Per la milionesima volta John Landis assiste alla proiezione del suo capolavoro. Non può esserci lui se non ci sono i Blues Brothers. Stavolta l'occasione è il Magna Graecia Film Festival, che si è chiuso ieri sera al porto di Catanzaro Lido. Per il regista di alcune tra le pellicole più celebri della storia del cinema è stata l'occasione per conoscere la Calabria dove non era mai stato. Da presidente della giuria ha premiato come miglior film internazionale Princess of the row di Van Maximilian Carlson, menzione speciale all'attrice Seidi Haarla, protagonista di Scompartimento N.6 di Juho Kuosmanen.
Mister Landis, non è ancora stanco che sotto il suo nome compaia la scritta «il regista di Blues Brothers»?
«No. Dipende dalla prospettiva. Io mi sento molto fortunato del fatto che i miei film continuino ad essere apprezzati dopo così tanti anni. E poi la gente continua a vedere anche Animal House, Una poltrona per due e gli altri che ho girato».
Se fosse costretto a scegliere uno dei suoi film da lasciare nei libri di cinema quale sarebbe?
«È impossibile fare una classifica dei miei film. Sono tutti come dei figli. Sulla base di quali elementi si può decidere che uno è migliore dell'altro? Come si fa a dire se un film di Hitchcock è più bello di uno di Fellini?».
È John Landis che ha creato John Belushi o viceversa?
«Nessuno dei due. Belushi e Dan Aykroyd avevano già ideato i personaggi di Jake ed Elwood. Il nucleo del film era già stato portato in giro da loro nei club di Toronto, Chicago e New York. E poi io conoscevo bene John perché avevo già girato con lui Animal House. Ricordo che Dan era talmente devoto al messaggio di questo film che la battuta siamo in missione per conto di Dio l'ho inserita per prendere in giro questo suo trasporto».
E avevano già ideato il mitico look dark.
Sì, con quei cappelli, quegli occhiali e le cravatte. Ma quando girammo il film, quello stile non era sufficiente, dovevano creare un nuovo look, così con mia moglie Deborah (Nadoolman) che ha realizzato i costumi, decidemmo che avrebbero indossato i Ray-Ban Wayfarer. Lei andò in giro per i negozi a scovarli perché erano fuori produzione e sul set ne avevano dieci paia per John (che li perdeva sempre) e dieci per Dan».
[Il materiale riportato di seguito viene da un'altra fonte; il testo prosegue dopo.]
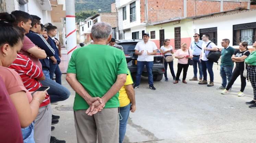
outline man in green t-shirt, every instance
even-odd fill
[[[222,40],[221,43],[221,46],[224,48],[221,50],[221,61],[220,71],[220,74],[222,79],[222,83],[221,86],[217,88],[218,89],[225,89],[227,77],[228,81],[229,82],[232,76],[234,63],[232,61],[231,57],[235,52],[235,49],[229,46],[229,39],[224,39]]]
[[[77,143],[118,142],[118,91],[126,81],[124,52],[107,45],[112,38],[109,24],[94,25],[94,42],[73,52],[66,79],[75,91],[73,109]]]

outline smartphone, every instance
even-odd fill
[[[50,89],[50,87],[49,86],[41,86],[40,88],[39,88],[39,89],[37,89],[36,91],[33,92],[31,94],[31,95],[33,95],[33,94],[34,94],[34,93],[35,93],[35,92],[36,91],[46,91],[47,90],[48,90],[49,89]]]

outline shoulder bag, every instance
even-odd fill
[[[173,57],[172,55],[168,55],[164,58],[164,61],[167,63],[169,63],[173,61]]]
[[[189,55],[189,57],[190,57],[190,54],[189,53],[189,50],[188,50],[188,55]],[[189,58],[188,59],[188,60],[187,61],[187,64],[190,65],[193,65],[193,64],[194,64],[193,60]]]

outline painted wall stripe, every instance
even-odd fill
[[[66,16],[66,17],[75,17],[75,16],[74,15],[67,15]]]
[[[72,49],[71,49],[71,50],[70,50],[70,51],[69,51],[69,52],[68,52],[68,54],[69,54],[71,52],[74,50],[75,49],[75,48],[76,48],[76,47],[77,46],[76,46],[75,47],[74,47]]]
[[[66,38],[67,38],[70,35],[72,34],[72,33],[73,33],[75,32],[75,30],[76,30],[76,29],[75,29],[74,30],[72,31],[71,31],[71,32],[70,32],[70,33],[69,33],[69,34],[68,34],[68,35],[67,35],[66,36]]]

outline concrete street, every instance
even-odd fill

L'ultimo suo film, «Ladri di cadavere», risale a dodici anni fa. Perché non ne ha più girati?
«Perché in questi anni non ho mai trovato un progetto che fosse veramente interessante. I film che piace fare a me non piacciono agli Studios americani e quelli che loro vogliono realizzare li trovo orribili. Ormai si fanno solo pellicole sui supereroi o saghe da branding. E visto che fare un film richiede un impegno di almeno un anno non sono disposto a lavorare a qualcosa che non mi interessa veramente. Anche perché il successo mi consente di non dover lavorare per forza».
Pensa che oggi film come i suoi non possano essere più proposti anche perché a Hollywood vige il politicamente corretto?
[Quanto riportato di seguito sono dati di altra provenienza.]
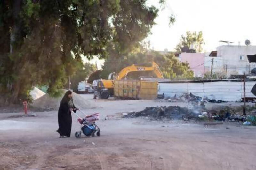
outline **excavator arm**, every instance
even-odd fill
[[[163,74],[160,70],[159,66],[156,63],[153,62],[151,67],[137,66],[134,64],[133,64],[131,66],[124,68],[119,73],[117,79],[124,79],[128,73],[131,72],[148,71],[153,71],[157,76],[157,78],[164,78]]]

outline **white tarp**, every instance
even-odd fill
[[[255,96],[251,90],[255,81],[245,82],[246,97]],[[209,99],[224,101],[240,101],[244,96],[243,83],[242,82],[219,81],[206,83],[159,83],[158,94],[164,94],[165,97],[179,96],[184,93]]]

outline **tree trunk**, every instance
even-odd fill
[[[18,42],[22,38],[21,27],[19,15],[21,10],[22,0],[14,0],[13,7],[13,24],[10,28],[10,54],[15,52],[15,50],[20,48]],[[14,59],[15,60],[15,59]],[[13,69],[14,70],[14,69]],[[14,70],[14,71],[16,70]],[[17,82],[10,82],[7,84],[7,87],[9,92],[12,92],[10,102],[14,103],[18,101],[18,99],[20,87],[18,81]]]

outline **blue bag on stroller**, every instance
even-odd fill
[[[88,136],[92,135],[92,133],[95,130],[95,127],[93,125],[84,126],[82,128],[83,133],[86,136]]]

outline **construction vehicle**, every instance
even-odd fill
[[[159,66],[155,62],[152,66],[144,66],[142,64],[138,66],[133,64],[123,69],[119,73],[112,73],[108,76],[108,80],[99,79],[94,80],[93,86],[95,90],[94,98],[97,97],[101,99],[108,99],[114,95],[114,83],[115,80],[138,80],[141,76],[156,77],[164,78]]]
«Il problema non è questo. Ma il fatto che gli Studios o quello che ne resta non sono più disposti a rischiare, ormai sono diventati banche e case di distribuzione. E puntano soltanto ad un prodotto estremamente sicuro dal punto di vista degli incassi. La pandemia ha aggravato la situazione perché la chiusura dei cinema ha colpito un settore già in crisi».
Ma lei dovrebbe aiutare il cinema sfornando un altro dei suoi capolavori.
«Bisognerebbe dirlo a loro».
È vero che ha in mente di fare il sequel di «Un lupo mannaro americano a Londra»?
«Se ne è parlato, ma vedremo. Una cosa non è reale finché non si concretizza».
E ci potrà mai essere una serie tv sui Blues Brothers?
«Assolutamente no».
Lei ha lavorato con due grandi artisti. Qual è stata la differenza nei suoi rapporti con Belushi e Michael Jackson?
«Sono persone molto diverse tra loro. Ho amato enormemente entrambe. John è diventato dipendente dalla droga che poi lo ha ucciso, cosa per cui sono ancora molto arrabbiato. Era un attore dalla formazione classica e sarebbe stato in grado di fare qualsiasi cosa. Jackson era una persona cara ma piena di stranezze. Era doloroso vedere le sue automutilazioni».
Cosa si ricorda di quando girò il video di «Thriller»?
«Mi chiese all'improvviso di farne la regia.
Ma io non volevo realizzare un video rock ed è per questo che gli proposi di fare un cortometraggio, tanto è vero che dura quindici minuti. Fu molto semplice lavorare con lui dal momento che faceva tutto ciò che gli chiedevo senza batter ciglio. Incredibile».